La fe dignifica al hombre, ya que el amor no deja de ser un acto de fe, al mismo tiempo que la fe es un acto de amor. En realidad, podemos decir que somos tan jóvenes como lo sea nuestra fe; y somos tan viejos como lo sean nuestra dudas. La fe en el amor de Dios nos permite comprender nuestra existencia a la luz de la Providencia de un Padre que nos quiere infinitamente más que nosotros a nosotros mismos.

Fe y Revelación

Contra lo que muchos creen, la fe no se limita a hablarnos de otros mundos, sino que nos habla también de la vida presente, a la luz de nuestra vocación trascendente. La fe se abre a la luz de la Revelación, descubriendo un sentido que la razón no llega a alcanzar por sí sola. Cristo es el intérprete que nos revela el sentido de la realidad que captan nuestros sentidos y nuestra razón.
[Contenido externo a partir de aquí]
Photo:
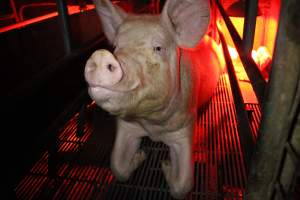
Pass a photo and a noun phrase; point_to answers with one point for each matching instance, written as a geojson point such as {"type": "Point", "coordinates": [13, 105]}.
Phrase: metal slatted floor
{"type": "Point", "coordinates": [83, 170]}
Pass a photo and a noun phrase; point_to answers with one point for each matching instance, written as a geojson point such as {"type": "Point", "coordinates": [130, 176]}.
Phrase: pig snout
{"type": "Point", "coordinates": [102, 69]}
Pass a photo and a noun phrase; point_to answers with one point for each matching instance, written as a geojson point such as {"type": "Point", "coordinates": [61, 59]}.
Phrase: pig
{"type": "Point", "coordinates": [162, 69]}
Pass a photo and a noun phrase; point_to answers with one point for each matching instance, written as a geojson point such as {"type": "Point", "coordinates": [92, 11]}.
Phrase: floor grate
{"type": "Point", "coordinates": [83, 171]}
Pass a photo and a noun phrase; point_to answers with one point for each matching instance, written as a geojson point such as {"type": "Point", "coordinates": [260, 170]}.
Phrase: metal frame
{"type": "Point", "coordinates": [274, 161]}
{"type": "Point", "coordinates": [243, 47]}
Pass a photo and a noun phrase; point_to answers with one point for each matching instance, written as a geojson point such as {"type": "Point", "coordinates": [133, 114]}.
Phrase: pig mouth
{"type": "Point", "coordinates": [102, 93]}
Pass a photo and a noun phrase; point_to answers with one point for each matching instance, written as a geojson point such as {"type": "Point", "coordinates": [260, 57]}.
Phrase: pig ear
{"type": "Point", "coordinates": [187, 20]}
{"type": "Point", "coordinates": [111, 17]}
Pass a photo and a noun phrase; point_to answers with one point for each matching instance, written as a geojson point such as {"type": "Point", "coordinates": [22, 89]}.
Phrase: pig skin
{"type": "Point", "coordinates": [169, 71]}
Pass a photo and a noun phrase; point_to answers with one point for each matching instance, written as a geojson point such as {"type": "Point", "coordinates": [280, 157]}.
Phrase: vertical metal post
{"type": "Point", "coordinates": [254, 74]}
{"type": "Point", "coordinates": [280, 115]}
{"type": "Point", "coordinates": [243, 121]}
{"type": "Point", "coordinates": [65, 24]}
{"type": "Point", "coordinates": [249, 25]}
{"type": "Point", "coordinates": [13, 6]}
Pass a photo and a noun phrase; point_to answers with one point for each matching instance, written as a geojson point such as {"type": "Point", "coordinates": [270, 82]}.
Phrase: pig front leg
{"type": "Point", "coordinates": [179, 172]}
{"type": "Point", "coordinates": [126, 156]}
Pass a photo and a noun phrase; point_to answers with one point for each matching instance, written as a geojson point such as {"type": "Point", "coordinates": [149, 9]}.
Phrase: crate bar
{"type": "Point", "coordinates": [14, 9]}
{"type": "Point", "coordinates": [65, 24]}
{"type": "Point", "coordinates": [249, 25]}
{"type": "Point", "coordinates": [243, 123]}
{"type": "Point", "coordinates": [254, 74]}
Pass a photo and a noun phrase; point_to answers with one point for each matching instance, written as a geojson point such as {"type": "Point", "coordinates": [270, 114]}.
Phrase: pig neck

Esta apertura a la Revelación divina es una condición indispensable para que la fe pueda considerarse como tal. Lo contrario sería confundir la fe con nuestros ideales personales. En efecto, una fe que nosotros mismos pudiésemos determinar, no sería en absoluto fe. La fe es la capacidad del creyente para actuar, no por impresiones personales, consensos culturales, prejuicios o ideologías del entorno, sino guiado por la  Palabra de Dios, que es tan veraz como eterna. Por lo demás, la experiencia nos dice que cuando relativizamos el depósito de la fe, inevitablemente dogmatizamos las ideologías personales.

Fe y mérito

Los católicos afirmamos que “la fe es un don de Dios, una virtud sobrenatural infundida por Él” (Catecismo de la Iglesia Católica, nº 153). Pero algunos concluyen incorrectamente de esa afirmación, que el tener o no tener fe es una decisión divina arbitraria, en la que no colabora el sujeto. No es así. Hemos de pedir la fe a Dios con insistencia, además de disponernos adecuadamente para poder recibirla.

En otras palabras: la fe es meritoria, ya que supone un proceso interior en el que el creyente rinde su mente y su voluntad a la Verdad suprema. De hecho, el obstáculo principal para la fe no siempre proviene de las dudas de la razón, sino del orgullo y de la soberbia. Por ello, decía el Cardenal Newman: «La fe es lo suficientemente oscura para ser meritoria, y lo suficientemente razonable para no ser arbitraria”. Es decir, las dificultades para llegar a la fe son de suficiente envergadura, como para que creer sea meritorio; mientras que las razones para creer son de suficiente peso, como para que el rechazo de la fe no esté exento de culpabilidad.

Concluyo invocando a la creyente por antonomasia: la Virgen María (“Bienaventurada tú que has creído” Lc 1, 45). Decía Unamuno que las palabras de María en la Anunciación, «He aquí la esclava del Señor, hágase en mí según tu Palabra», son la expresión de la más sublime obediencia de la fe, y la raíz de toda libertad. ¡Que Ella reavive nuestra fe!